In the News: Gay students welcome 'don't ask' repeal
from Newsday.
ANNAPOLIS, Md. -- Gay students at the military service academies are wrapping up the first year in which they no longer had to hide their sexual orientation, benefiting from the end of the "don't ask, don't tell" policy that used to bar them from seemingly ordinary activities such as taking their partners openly to graduation events.
For the first time, gay students at the U.S. Naval Academy were able to take a same-sex date to the academy's Ring Dance for third-year midshipmen. The U.S. Air Force Academy in Colorado Springs, Colo., recognized a club for gay students this month. And gay cadets at the U.S. Military Academy in West Point are relieved they no longer have to worry about revealing their sexuality.

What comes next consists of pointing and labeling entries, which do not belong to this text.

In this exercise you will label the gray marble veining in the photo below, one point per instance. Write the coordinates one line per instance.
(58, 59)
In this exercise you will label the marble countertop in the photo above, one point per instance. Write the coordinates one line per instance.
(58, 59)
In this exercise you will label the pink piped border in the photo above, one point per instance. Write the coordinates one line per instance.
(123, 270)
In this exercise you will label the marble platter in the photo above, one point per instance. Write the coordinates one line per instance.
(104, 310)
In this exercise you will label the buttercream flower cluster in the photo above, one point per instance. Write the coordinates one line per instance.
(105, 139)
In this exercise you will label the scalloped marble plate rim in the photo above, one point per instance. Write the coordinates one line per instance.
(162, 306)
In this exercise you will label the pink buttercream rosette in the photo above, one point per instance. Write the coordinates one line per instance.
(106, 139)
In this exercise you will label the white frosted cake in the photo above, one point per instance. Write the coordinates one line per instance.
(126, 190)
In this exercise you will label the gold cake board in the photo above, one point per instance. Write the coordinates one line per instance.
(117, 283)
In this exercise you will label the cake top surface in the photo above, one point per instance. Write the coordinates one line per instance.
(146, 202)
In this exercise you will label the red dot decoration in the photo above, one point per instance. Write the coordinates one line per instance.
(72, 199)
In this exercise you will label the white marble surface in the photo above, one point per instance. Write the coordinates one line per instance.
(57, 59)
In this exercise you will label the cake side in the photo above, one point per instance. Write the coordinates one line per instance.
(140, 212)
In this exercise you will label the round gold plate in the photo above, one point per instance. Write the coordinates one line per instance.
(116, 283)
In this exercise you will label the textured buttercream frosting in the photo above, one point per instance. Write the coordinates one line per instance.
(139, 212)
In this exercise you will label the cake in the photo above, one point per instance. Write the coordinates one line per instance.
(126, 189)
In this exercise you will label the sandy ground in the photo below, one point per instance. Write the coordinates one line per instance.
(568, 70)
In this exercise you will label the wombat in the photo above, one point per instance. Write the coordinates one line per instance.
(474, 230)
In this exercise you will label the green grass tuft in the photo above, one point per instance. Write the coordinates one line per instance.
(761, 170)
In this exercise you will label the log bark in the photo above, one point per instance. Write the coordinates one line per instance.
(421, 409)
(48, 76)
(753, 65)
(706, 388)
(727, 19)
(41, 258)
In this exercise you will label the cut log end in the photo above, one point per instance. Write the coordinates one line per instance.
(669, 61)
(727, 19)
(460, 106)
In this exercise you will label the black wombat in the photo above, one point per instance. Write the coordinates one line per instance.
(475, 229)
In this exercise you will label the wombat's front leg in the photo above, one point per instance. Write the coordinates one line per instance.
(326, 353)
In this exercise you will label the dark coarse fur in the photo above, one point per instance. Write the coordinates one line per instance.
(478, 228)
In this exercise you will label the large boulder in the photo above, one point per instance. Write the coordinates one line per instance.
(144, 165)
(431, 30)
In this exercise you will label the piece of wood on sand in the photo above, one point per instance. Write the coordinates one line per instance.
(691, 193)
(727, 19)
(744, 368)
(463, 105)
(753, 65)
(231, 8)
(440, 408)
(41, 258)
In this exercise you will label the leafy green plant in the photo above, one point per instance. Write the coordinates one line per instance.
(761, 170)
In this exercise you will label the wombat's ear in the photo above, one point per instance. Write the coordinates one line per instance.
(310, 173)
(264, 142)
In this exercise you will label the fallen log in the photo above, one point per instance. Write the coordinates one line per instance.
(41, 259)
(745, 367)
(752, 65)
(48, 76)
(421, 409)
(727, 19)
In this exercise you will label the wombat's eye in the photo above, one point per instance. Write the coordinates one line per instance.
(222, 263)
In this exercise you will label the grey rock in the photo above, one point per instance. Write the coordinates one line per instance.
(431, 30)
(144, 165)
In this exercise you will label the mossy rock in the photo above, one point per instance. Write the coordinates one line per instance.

Several gay students from the nation's major military academies said the September repeal of "don't ask, don't tell," an 18-year-old legal provision under which gays could serve as long as they didn't openly acknowledge their sexual orientation, meant significant change.

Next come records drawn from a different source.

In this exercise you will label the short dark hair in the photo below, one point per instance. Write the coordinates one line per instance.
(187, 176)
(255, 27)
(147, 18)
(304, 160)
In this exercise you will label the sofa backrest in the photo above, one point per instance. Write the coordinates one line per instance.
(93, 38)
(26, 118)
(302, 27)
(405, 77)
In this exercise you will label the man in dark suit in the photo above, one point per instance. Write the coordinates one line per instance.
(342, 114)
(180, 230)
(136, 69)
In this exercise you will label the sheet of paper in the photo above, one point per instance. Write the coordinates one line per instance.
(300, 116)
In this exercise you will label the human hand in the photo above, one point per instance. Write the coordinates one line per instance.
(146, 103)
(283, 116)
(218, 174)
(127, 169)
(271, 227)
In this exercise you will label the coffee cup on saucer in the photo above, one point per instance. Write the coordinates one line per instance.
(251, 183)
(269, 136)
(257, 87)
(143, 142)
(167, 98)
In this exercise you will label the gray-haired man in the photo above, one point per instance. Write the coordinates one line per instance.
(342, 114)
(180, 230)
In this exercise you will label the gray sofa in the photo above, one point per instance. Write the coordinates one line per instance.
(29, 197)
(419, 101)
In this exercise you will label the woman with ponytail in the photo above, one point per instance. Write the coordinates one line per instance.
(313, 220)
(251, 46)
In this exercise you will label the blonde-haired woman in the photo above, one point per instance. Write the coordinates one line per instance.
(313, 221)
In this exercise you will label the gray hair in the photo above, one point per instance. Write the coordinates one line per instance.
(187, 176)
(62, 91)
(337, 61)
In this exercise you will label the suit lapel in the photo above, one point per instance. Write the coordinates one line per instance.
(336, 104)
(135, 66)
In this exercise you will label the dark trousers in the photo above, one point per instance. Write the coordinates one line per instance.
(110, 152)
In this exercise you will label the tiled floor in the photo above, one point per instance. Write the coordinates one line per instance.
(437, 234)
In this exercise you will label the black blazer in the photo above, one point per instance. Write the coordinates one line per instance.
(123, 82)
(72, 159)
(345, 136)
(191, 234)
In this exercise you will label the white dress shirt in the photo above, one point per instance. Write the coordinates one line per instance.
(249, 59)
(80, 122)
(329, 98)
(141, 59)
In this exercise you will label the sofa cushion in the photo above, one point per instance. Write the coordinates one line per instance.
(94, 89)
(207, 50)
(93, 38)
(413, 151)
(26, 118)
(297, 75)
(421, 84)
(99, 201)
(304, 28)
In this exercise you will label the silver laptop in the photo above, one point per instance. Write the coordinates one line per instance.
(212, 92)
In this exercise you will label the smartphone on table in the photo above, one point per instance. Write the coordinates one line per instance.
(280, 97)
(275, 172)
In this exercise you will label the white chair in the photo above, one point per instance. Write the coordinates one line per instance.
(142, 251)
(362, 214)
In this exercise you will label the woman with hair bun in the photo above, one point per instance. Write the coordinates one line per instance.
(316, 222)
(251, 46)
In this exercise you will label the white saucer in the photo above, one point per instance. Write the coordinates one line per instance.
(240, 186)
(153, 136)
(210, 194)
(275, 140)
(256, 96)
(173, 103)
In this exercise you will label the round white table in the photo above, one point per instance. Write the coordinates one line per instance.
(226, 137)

"For the most part, it allows us to be a complete person, as opposed to compartmentalizing our lives into different types of boxes," said newly commissioned Air Force 2nd Lt. Dan Dwyer, who graduated Wednesday from the academy.
West Point held its graduation Saturday, and the Naval Academy's is set for Tuesday.
Official recognition by the Air Force school in May of the social club Spectrum means gay students there won't have to meet underground any more.